K. Buxbaum Obituary
December 17, 1931 - March 12, 2023 Born in Griesheim, Hessen, Germany December 17, 1931, Leo Buxbaum died in Whittier, CA after a brief illness on March 12, at the age of 91. His father, the late Henry (Heinrich) Buxbaum M.D., was the last Jewish physician in Germany treating non-Jewish patients after this was prohibited by the Nazi regime in 1936. He immigrated to the United States in April of 1938; his mother, Hermine (Thome') and their three children (Manfred Richard, Klaus Leonhard and Ruth Marianne) were able to emigrate a month after the so-called "Night of Broken Glass" or Kristallnacht in German, the pogrom that was staged on Nov. 9-10. Leo and his family arrived in New York City on December 17, 1938, his seventh birthday.
After four years in Bombay, New York, a village of 180 people where his father served the St. Regis Mohawk (now Akwesasne) Reservation (6,000 people, one doctor), Leo and his family moved to Canandaigua, in the Finger Lakes. Leo attended and graduated from the Canandaigua Academy in 1949, where he was a state butterfly swim champion. Leo won a Regents Scholarship to Cornell University, where he majored in chemistry. Short of graduation from Cornell, Leo matriculated at the University of Rochester Medical School, from which he graduated in 1956. Leo met many lifelong friends at Rochester. After a residency in Internal Medicine and a Fellowship in Hematology at UCLA School of Medicine, he began his medical practice in Van Nuys. He also at this time worked at Los Angeles County Hospital, as Attending Physician supervising the training of residents there.
Leo first specialized in Hematology, but when Fiberoptic Gastroscopy was introduced in the United States by Dr. Hiromi Shinya, he became one of the pioneers of this field, adding significant refinements to its equipment and use. He purchased his own equipment and installed it at Whittier Presbyterian Hospital, where he founded and for 25 years was Chief of the Department of Gastroenterology and then of Medicine.
Meticulous about the role of record-keeping for diagnostic purposes, he filmed each of the several thousand procedures he performed; they still are used as a teaching tool.
On Leo's retirement from practice after 40 years he taught in the Introductory Program for Medical Students at USC's Keck School of Medicine for another ten years. During these years, his passion for teaching medical students went well beyond the program's formal requirements. Scores of power-point presentations ranged from Modern Microbiology to the History of Infectious Diseases, all focused both on the subject and to a great degree on the personalities embodying those subjects. They were much appreciated not only by his students but by colleagues of all levels of specialization.

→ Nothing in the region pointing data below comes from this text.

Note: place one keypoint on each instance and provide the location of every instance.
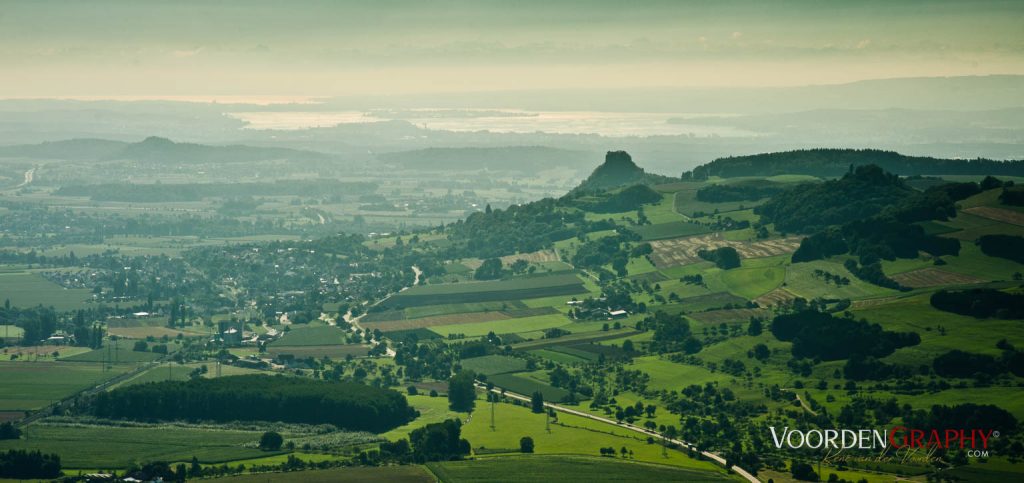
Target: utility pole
(493, 397)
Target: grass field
(34, 385)
(571, 435)
(124, 446)
(26, 289)
(511, 325)
(310, 336)
(317, 352)
(669, 230)
(122, 353)
(524, 385)
(402, 474)
(516, 289)
(494, 364)
(753, 282)
(529, 469)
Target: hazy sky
(320, 48)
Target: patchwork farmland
(671, 253)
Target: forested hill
(157, 149)
(616, 171)
(834, 163)
(530, 159)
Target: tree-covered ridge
(981, 303)
(833, 163)
(348, 405)
(617, 170)
(824, 337)
(626, 200)
(861, 193)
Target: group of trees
(1003, 246)
(349, 405)
(980, 303)
(724, 257)
(24, 465)
(824, 337)
(672, 333)
(749, 191)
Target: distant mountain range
(526, 159)
(155, 149)
(833, 163)
(619, 170)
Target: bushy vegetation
(981, 303)
(738, 191)
(627, 200)
(22, 465)
(824, 337)
(1003, 246)
(348, 405)
(723, 257)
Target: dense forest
(833, 163)
(348, 405)
(981, 303)
(738, 191)
(824, 337)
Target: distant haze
(256, 50)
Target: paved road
(644, 431)
(48, 410)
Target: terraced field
(516, 289)
(671, 253)
(934, 277)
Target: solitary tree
(270, 441)
(537, 402)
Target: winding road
(715, 457)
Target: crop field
(669, 230)
(710, 301)
(444, 309)
(34, 385)
(569, 435)
(525, 385)
(536, 468)
(583, 338)
(123, 353)
(775, 297)
(541, 256)
(457, 318)
(392, 474)
(670, 253)
(687, 204)
(310, 336)
(971, 226)
(753, 282)
(510, 325)
(316, 352)
(714, 317)
(934, 277)
(27, 289)
(10, 332)
(998, 214)
(800, 280)
(516, 289)
(494, 364)
(123, 446)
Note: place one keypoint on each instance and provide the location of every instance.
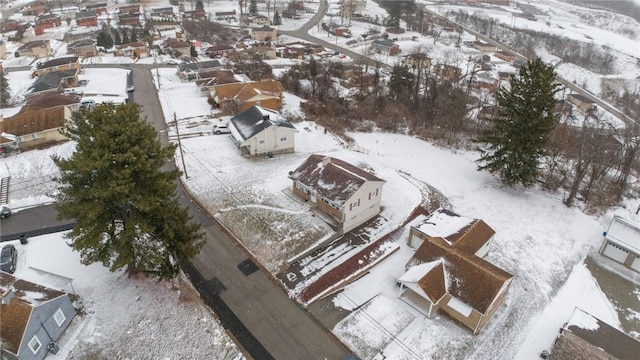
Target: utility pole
(180, 146)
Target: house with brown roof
(85, 48)
(58, 64)
(37, 48)
(447, 272)
(586, 337)
(260, 131)
(349, 195)
(33, 318)
(86, 18)
(40, 120)
(136, 49)
(265, 33)
(236, 97)
(172, 46)
(46, 21)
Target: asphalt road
(249, 303)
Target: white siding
(615, 252)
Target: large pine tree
(125, 207)
(515, 140)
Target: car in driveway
(8, 258)
(5, 211)
(221, 129)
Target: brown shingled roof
(331, 178)
(471, 279)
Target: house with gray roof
(259, 131)
(586, 337)
(348, 194)
(33, 318)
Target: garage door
(635, 265)
(615, 252)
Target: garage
(615, 252)
(635, 265)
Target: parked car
(8, 258)
(221, 129)
(4, 212)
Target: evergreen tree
(117, 40)
(125, 206)
(5, 95)
(516, 139)
(125, 37)
(276, 19)
(104, 39)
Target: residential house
(265, 33)
(504, 55)
(86, 18)
(417, 61)
(8, 25)
(219, 50)
(129, 9)
(129, 20)
(385, 47)
(199, 14)
(226, 15)
(37, 48)
(259, 20)
(173, 46)
(99, 9)
(260, 131)
(189, 71)
(483, 46)
(163, 12)
(136, 49)
(58, 64)
(40, 119)
(448, 272)
(46, 21)
(53, 82)
(347, 194)
(586, 337)
(85, 48)
(622, 242)
(33, 318)
(582, 102)
(237, 97)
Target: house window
(354, 204)
(59, 317)
(373, 194)
(34, 344)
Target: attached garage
(615, 252)
(622, 242)
(635, 265)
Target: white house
(348, 194)
(259, 131)
(622, 242)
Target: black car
(8, 258)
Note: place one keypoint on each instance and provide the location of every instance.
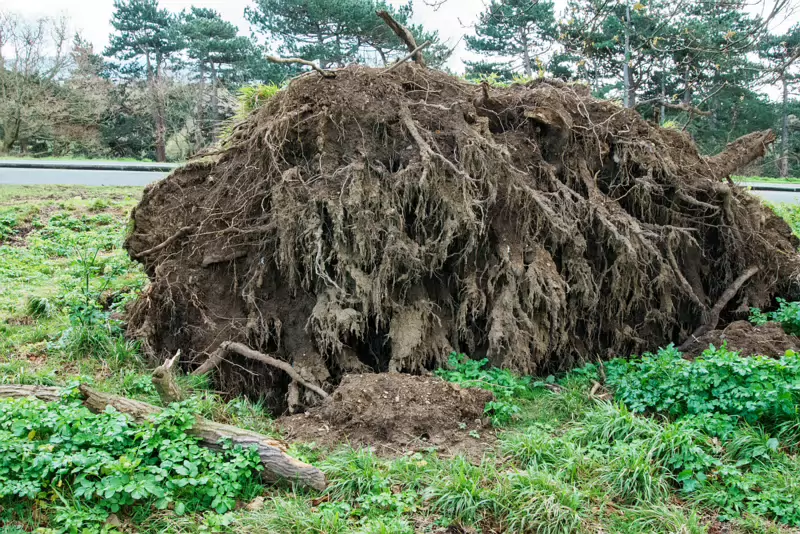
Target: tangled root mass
(380, 220)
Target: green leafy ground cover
(653, 444)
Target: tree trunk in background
(687, 92)
(214, 99)
(160, 123)
(526, 56)
(199, 119)
(783, 163)
(630, 94)
(157, 109)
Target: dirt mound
(384, 219)
(768, 340)
(397, 413)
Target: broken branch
(405, 35)
(713, 315)
(243, 350)
(290, 60)
(409, 56)
(272, 452)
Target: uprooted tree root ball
(380, 220)
(398, 413)
(767, 340)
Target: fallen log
(276, 462)
(247, 352)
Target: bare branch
(405, 35)
(290, 60)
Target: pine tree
(520, 29)
(782, 56)
(145, 33)
(337, 33)
(215, 47)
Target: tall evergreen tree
(145, 33)
(215, 47)
(782, 56)
(522, 30)
(338, 33)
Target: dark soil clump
(742, 336)
(397, 413)
(380, 220)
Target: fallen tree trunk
(272, 452)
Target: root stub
(382, 219)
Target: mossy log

Leo was one of the very few Cornell undergraduates whose courses included three years of Classical Greek and of Modern Literature; his fascination with the works of William Faulkner led to a constant hunt for first editions and more than one trip to Yoknapatawpha County with his family.
Leo's passions included photography, mathematical puzzles including the Rubik's Cube, and World War II history.
He was the center of an interlocking set of lifelong friendships ranging from professional circles to randomly educated eternal students first met on his own youthful itineraries around the globe: some on ocean fishing tours, some as fellow train and later fellow airplane seatmates.
Leo is survived by his wife of 51 years, Frances (Dixie) Buxbaum; sons Charles (Natasha) and James (Katrina); grandchildren Lily, Catya, Julia, Ruby and Molly; brother Richard M. Buxbaum and sister Ruth Kadish; six nieces and nephews, and 12 grandnieces and nephews.
Published by Los Angeles Times on Apr. 9, 2023.